Django Bulkmodel

This projects adds a number of features missing from Django’s ORM. It enables heterogeneous updates, concurrent writes, retrieving records after bulk-creating them, and offline connection management to name a few features it provides.

Installation and Getting Started

Install the package from pypi:

pip install django-bulkmodel

Add bulkmodel app to your INSTALLED_APPS list in settings.py:

INSTALLED_APPS = [
    ...
    'bulkmodel',
]

Full Installation

Fully installing BulkModel requires inheriting your models from bulkmodel.models.BulkModel:

from django.db import models
from bulkmodel.models import BulkModel

class MyModel(BulkModel):
    ...

And migrate the database.

Create migrations

If you’re creating a new app from scratch:

./manage.py makemigrations <name-of-your-app>

Do this for each new app you create that have BulkModels.

Otherwise, if this app already exists and has migrations:

./manage.py makemigrations

Apply migrations

And apply the migrations:

./manage.py migrate

Partial Installation

If you don’t want to migrate your database schema for whatever reason you can skip that step and BulkModel will degrade gracefully. With this route you’ll lose the ability to retrieve a queryset after bulk creating data, and some signals will lose functionality.

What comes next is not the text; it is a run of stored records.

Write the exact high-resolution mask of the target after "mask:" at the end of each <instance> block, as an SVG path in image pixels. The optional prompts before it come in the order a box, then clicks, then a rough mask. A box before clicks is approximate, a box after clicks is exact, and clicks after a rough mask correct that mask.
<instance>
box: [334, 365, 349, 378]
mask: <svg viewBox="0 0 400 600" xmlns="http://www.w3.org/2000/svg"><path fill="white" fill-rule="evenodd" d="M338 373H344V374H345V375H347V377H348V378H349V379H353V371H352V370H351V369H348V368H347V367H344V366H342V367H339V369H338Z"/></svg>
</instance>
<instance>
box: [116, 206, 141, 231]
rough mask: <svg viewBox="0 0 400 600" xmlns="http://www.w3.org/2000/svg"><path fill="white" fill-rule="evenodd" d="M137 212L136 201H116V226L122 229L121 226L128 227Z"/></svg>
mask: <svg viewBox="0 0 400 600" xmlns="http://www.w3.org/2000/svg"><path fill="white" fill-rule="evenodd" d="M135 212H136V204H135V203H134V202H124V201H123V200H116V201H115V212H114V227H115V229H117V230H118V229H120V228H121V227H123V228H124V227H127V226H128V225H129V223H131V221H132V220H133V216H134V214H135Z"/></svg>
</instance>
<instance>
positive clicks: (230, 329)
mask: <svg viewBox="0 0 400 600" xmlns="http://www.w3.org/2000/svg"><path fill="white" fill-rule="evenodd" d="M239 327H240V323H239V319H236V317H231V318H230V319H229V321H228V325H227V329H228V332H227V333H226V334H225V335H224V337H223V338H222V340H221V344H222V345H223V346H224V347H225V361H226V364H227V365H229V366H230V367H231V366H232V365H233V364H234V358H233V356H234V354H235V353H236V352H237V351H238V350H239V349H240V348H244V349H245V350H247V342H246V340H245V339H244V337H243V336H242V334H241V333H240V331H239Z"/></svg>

With this route you’ll need to point your objects reference on each BulkModel.

from django.db import models
from bulkmodel.models import BulkModel
from bulkmodel.managers import BulkModelManager

class MyModel(BulkModel):
    ...

    objects = BulkModelManager()

Optional Settings

Place the following in your settings.py to set global behavior of your bulkmodels:

  • MAX_CONCURRENT_BATCH_WRITES

When set, this is the maximum number of concurrent workers that will be available to any concurrent write across your entire project. The default leaves this value unset.

  • ALWAYS_USE_CONCURRENT_BATCH_WRITES

If True, django-bulkmodel will always use concurrent writes. The default is False.

Overview of All Features

The goal of django-bulkmodel is to expand on Django’s ORM so that it’s better suited for interacting with bulk data.

  1. Updating data heterogeneously

    The update() method that ships with Django applies a homogeneous update. That is, all model instances in the queryset are updated to the be same value for the columns specified.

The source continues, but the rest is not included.